Pastoral Counseling (Q&A): Why do you guys use the word “hoppy” instead of “bitter”

Hello, Congregants.  Welcome to the Pastoral Counseling feature of Ale Evangelism. In this feature, we will attempt to answer the questions asked by friends and readers to bring us all to a better understanding of beer appreciation.

Today’s question comes from several people over the years who wonder if the substitution of the word “hoppy” for “bitter” is just an attempt to make beer consumption seem more pretentious, or whether there’s a good reason for this word choice.

The short answer is that the words “hoppy” and “bitter” are not necessarily synonyms, and should not necessarily be used interchangeably.  After the jump is a bit more of an explanation. 

Bitter Beer Face

I made that face just LOOKING at that bottle.

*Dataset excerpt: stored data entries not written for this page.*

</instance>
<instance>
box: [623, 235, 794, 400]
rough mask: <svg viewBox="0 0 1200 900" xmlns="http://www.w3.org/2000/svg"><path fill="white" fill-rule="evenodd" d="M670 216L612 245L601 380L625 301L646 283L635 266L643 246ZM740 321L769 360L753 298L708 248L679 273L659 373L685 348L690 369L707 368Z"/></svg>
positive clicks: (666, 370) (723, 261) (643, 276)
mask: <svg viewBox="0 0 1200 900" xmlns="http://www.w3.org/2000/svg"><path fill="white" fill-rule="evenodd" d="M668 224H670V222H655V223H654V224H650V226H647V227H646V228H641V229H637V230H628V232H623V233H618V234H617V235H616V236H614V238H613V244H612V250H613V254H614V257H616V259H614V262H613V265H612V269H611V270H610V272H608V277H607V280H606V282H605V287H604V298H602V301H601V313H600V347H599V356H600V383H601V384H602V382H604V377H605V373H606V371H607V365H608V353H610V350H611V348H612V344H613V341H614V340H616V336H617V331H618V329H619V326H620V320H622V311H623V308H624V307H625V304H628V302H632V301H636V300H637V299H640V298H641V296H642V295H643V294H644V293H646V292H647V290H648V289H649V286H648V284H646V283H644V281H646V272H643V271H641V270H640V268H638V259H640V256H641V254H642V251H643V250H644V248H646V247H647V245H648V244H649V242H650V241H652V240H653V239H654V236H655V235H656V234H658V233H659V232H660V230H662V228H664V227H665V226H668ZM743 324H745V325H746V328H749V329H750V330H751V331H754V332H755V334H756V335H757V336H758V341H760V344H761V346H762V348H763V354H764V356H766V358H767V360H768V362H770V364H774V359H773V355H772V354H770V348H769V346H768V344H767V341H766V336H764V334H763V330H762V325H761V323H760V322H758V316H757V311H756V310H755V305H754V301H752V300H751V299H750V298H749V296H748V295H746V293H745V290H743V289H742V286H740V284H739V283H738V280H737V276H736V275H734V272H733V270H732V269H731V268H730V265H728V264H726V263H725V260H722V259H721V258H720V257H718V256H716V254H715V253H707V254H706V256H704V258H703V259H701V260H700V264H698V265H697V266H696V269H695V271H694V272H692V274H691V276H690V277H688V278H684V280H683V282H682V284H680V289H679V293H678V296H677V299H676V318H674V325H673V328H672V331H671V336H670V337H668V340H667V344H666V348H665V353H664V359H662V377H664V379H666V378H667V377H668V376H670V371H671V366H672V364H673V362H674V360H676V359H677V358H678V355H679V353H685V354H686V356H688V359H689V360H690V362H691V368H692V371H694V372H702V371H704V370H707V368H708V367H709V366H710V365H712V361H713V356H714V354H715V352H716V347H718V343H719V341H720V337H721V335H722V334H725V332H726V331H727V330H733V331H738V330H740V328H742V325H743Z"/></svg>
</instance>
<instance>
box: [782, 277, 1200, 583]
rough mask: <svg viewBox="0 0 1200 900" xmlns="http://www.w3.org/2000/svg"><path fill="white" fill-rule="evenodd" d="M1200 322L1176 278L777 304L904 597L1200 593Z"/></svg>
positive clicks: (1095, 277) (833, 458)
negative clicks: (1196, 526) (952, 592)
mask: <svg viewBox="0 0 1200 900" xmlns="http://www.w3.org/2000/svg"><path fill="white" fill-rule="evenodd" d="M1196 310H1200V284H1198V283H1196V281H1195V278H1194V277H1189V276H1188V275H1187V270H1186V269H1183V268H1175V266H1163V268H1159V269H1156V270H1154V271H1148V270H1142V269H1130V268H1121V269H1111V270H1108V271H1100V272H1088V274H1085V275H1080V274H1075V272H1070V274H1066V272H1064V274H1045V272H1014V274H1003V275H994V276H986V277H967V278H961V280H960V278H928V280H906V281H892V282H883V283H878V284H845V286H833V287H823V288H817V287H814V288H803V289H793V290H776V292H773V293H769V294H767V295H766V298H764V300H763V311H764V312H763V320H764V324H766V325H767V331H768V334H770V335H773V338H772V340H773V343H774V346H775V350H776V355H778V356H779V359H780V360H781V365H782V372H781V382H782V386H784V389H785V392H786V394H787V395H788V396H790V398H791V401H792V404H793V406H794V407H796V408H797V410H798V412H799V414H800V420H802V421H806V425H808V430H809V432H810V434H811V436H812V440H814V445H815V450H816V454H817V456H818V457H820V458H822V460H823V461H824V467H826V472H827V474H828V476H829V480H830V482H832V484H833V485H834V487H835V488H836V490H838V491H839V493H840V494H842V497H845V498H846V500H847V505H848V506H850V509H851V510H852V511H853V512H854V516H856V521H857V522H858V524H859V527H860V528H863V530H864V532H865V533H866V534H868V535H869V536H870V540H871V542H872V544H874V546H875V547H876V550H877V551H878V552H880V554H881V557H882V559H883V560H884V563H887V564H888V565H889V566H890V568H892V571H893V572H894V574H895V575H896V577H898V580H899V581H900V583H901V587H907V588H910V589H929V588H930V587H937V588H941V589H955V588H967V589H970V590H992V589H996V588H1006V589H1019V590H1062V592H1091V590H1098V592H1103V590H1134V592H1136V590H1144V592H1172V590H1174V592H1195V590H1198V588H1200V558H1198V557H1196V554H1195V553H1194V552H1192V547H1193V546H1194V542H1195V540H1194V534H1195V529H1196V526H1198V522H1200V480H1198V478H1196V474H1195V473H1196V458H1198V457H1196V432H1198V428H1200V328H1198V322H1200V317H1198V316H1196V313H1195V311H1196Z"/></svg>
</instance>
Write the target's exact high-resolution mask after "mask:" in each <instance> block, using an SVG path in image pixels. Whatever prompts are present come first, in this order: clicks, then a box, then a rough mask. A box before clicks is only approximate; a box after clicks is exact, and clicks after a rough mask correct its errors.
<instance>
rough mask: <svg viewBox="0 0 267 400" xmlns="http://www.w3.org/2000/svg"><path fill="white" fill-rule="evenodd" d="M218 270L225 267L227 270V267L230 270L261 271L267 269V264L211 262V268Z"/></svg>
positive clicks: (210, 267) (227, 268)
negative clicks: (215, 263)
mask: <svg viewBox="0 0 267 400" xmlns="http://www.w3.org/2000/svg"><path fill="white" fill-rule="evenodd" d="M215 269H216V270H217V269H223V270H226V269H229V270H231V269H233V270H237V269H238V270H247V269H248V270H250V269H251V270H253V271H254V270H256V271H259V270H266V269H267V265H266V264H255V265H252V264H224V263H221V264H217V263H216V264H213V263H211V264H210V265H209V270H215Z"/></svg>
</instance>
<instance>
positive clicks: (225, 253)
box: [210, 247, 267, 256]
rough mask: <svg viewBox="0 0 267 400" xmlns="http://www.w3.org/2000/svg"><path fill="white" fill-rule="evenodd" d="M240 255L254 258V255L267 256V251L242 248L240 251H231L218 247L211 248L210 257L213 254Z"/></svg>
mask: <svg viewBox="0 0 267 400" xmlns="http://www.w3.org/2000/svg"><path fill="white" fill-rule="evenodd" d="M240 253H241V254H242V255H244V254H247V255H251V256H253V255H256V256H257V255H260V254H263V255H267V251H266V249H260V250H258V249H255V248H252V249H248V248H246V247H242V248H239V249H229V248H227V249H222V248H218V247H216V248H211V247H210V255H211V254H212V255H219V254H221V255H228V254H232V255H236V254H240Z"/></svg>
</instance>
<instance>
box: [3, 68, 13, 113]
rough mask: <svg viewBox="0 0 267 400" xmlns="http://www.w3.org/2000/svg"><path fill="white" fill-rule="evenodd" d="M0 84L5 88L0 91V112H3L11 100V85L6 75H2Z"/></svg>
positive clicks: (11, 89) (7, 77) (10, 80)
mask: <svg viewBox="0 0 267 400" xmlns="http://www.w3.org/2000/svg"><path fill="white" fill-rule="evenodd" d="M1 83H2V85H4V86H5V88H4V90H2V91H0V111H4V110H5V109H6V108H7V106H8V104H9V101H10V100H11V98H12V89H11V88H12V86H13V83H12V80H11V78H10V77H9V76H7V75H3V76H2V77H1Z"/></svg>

Bitter – Bitterness is one of only five tastes that your tongue can recognize, and it is an important component in appreciating beer, mixed drinks, and even some foods. The bitterness in beer is intentional, and is caused by the addition of flower cones from different varieties of the hop plant. The compounds in hops that provide bitterness are called alpha acids, and are measured as a percentage of the weight of a hop cone. So if we say a particular variety has an average of 4.5% alpha acid, we are saying that 4.5% of this variety of hops is alpha acids. The more alpha acids a hop variety has, the more bitterness it can contribute to a beer. Being able to quantify the amount of alpha acids in a hop allows us to come up with ratings for the finished beer.  The two most common of these ratings are the Alpha Acid Units (AAU’s), and International Bittering Units (IBU’s).  Generally speaking, the more IBU’s a beer has, the more hops with high alpha acids were used in the production of that beer. There are other factors such as the amount of malt used and the amount of alcohol in a beer that can influence how you taste bitterness in a beer, so it’s not as simple as saying that a high-IBU beer will be more bitter, but as a general rule, this will be the case.

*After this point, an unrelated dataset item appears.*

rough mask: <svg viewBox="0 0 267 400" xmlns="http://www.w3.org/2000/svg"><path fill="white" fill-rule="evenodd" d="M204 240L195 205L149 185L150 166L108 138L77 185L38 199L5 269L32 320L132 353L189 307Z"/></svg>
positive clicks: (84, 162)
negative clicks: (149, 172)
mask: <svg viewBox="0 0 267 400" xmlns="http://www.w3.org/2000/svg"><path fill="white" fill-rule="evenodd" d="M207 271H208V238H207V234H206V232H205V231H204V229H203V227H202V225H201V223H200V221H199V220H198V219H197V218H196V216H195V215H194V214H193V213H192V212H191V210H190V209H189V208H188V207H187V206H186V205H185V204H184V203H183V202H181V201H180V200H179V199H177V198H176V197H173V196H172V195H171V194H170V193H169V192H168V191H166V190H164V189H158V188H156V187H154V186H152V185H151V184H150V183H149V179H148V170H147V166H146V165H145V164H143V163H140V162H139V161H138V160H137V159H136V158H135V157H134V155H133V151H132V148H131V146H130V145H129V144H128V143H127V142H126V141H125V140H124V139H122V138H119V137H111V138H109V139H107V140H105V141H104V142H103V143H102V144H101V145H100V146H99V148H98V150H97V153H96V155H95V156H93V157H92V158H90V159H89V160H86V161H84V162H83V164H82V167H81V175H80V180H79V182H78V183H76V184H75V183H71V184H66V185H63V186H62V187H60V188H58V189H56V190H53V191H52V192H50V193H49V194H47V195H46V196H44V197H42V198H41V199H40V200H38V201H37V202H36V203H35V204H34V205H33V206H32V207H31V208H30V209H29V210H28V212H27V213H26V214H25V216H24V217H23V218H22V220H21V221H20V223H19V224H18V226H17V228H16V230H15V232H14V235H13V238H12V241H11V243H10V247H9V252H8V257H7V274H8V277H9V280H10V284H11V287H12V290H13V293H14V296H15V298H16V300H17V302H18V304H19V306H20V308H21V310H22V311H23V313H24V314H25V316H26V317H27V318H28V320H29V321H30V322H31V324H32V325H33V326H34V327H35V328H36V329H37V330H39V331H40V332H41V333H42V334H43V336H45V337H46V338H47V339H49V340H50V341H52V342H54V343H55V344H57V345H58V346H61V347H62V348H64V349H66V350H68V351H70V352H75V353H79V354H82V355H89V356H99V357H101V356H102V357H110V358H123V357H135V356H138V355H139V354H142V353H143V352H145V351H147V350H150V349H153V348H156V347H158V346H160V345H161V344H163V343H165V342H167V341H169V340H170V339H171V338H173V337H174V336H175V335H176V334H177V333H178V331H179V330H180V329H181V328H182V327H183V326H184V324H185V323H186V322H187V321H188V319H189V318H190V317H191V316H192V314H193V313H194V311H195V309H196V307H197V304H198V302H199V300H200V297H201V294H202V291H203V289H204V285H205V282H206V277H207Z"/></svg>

However, it’s important to know that the bitterness of a beer is not the only component added by hops, and this is why we use the term “hoppy” when describing more bitter beers.

Hops on the vine.

Hops still on the vine.

Hoppy – Hops are also added for the various positive flavors they can add. Words often used to describe the hoppiness of a beer are as follows: pine, resin, herbal, woody, floral, citrus, cut grass or grassy, etc. The addition of different varieties of hops can to one degree or another add these flavors to a beer. In a Pale Ale, it’s often common to add aromatic hops to give a pinecone or resin aroma to the beer, but to go relatively light on bittering hops.  On the other hand, an IPA (especially the west coast variety) will be heavy on both kinds of hopping (aromatic and bittering). Whereas other styles like Scotch Ales or Bocks will be light on all kinds of hopping, as it’s not a desirable characteristic of these styles.

We use the word hoppy to describe more than just bitterness.  When discussing only the bitterness of a beer, we may qualify the word hoppy with the word “bittering”, to distinguish these bittering hops from the more aromatic or flavorful hops. In addition, the point in time at which they are added to the beer in the brewing process often defines the flavor characteristics they’ll be adding, whether the hops will be more aromatic or more bittering.

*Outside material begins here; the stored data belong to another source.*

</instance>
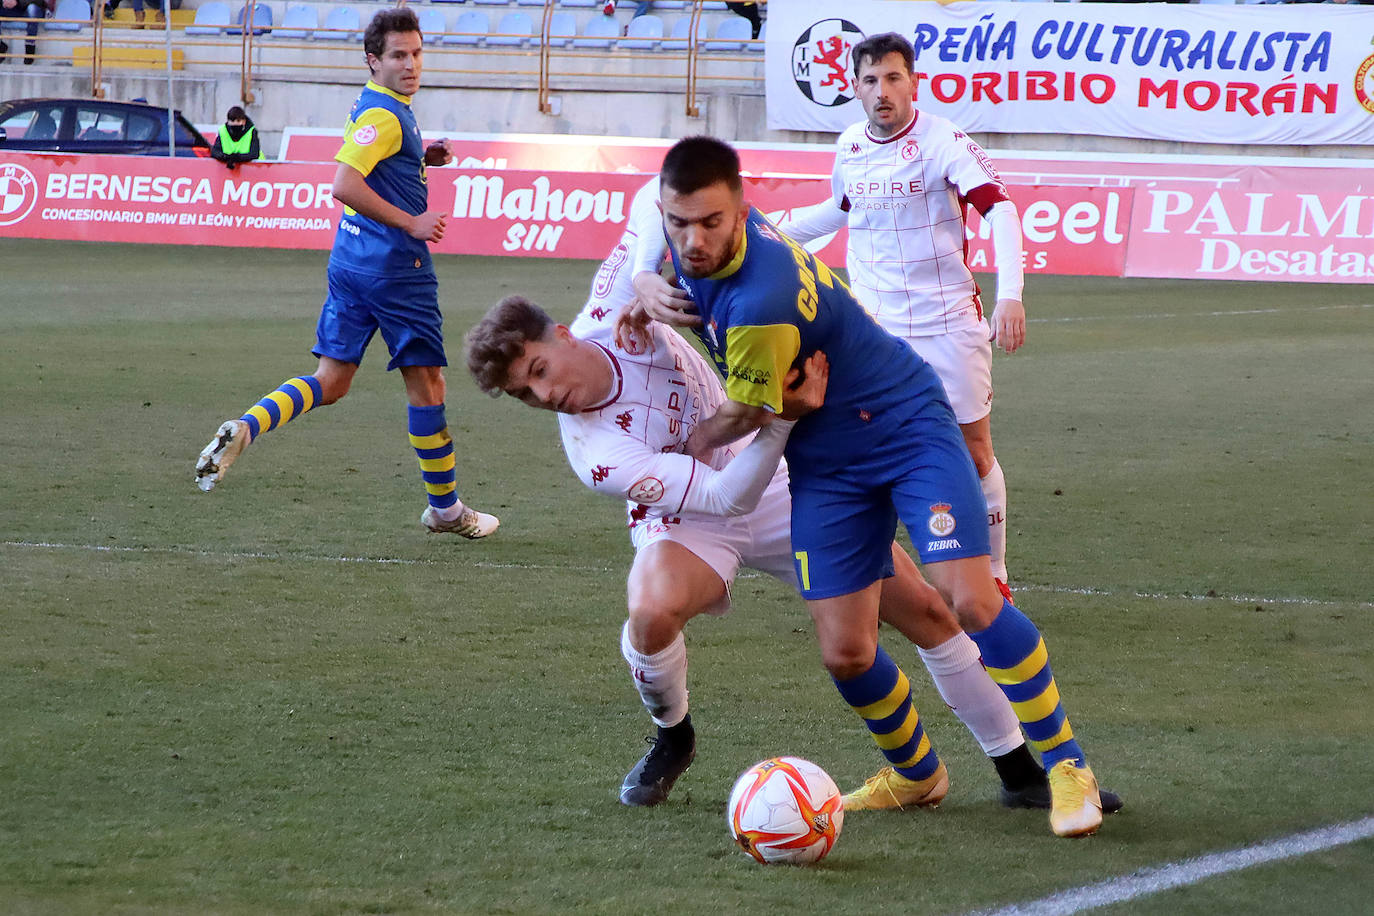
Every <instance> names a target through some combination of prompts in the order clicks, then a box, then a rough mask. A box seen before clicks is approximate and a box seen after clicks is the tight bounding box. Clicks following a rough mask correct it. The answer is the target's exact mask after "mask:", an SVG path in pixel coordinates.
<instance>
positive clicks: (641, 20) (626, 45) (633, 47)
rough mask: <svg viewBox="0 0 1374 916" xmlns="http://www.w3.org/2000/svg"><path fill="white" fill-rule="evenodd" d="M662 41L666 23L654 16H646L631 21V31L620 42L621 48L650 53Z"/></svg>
mask: <svg viewBox="0 0 1374 916" xmlns="http://www.w3.org/2000/svg"><path fill="white" fill-rule="evenodd" d="M662 40H664V21H662V19H660V18H658V16H655V15H654V14H646V15H643V16H635V18H633V19H631V21H629V30H628V32H627V33H625V37H624V38H621V40H620V47H622V48H632V49H636V51H649V49H651V48H654V45H657V44H658V43H660V41H662Z"/></svg>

Here’s a practical example. Broken Halo IPA is an India Pale Ale from Widmer Bros. Brewing Company.  It’s a hoppy beer. Stone Brewing Company’s Ruination IPA is also a hoppy beer.  Broken Halo’s IPA is very aromatic, presenting a smattering of aromatic Pacific Northwest hops in all of their olfactory glory.  Stone’s Ruination is also aromatic.  However…Stone LOVES the bittering hops, and they don’t spare them in the Ruination.  Both styles are hoppy, but describe different aspects of hops. The Broken Halo IPA is more aromatic, and less bitter.  The Ruination is Aromatic, but also hugely bitter. Both are hoppy.

Finally, can you use the word “bitter” to describe a hoppy beer? Sure. It’s a word that has a common meaning upon many people, so it is effective for communication. Most of the time, people who use the word “bitter” do so in a negative sense. The unspoken “TOO bitter” is the concept they are attempting to communicate. And that’s ok. Everyone drinks the beer they like for the reasons they like it.  Some people like the extremely hoppy “West Coast” styles, and others prefer the more malty, rich, heavy styles of beer. Just know that over time, our tastes in beer change, and you may one day find yourself really enjoying a hoppy beer that you once would have found entirely too bitter.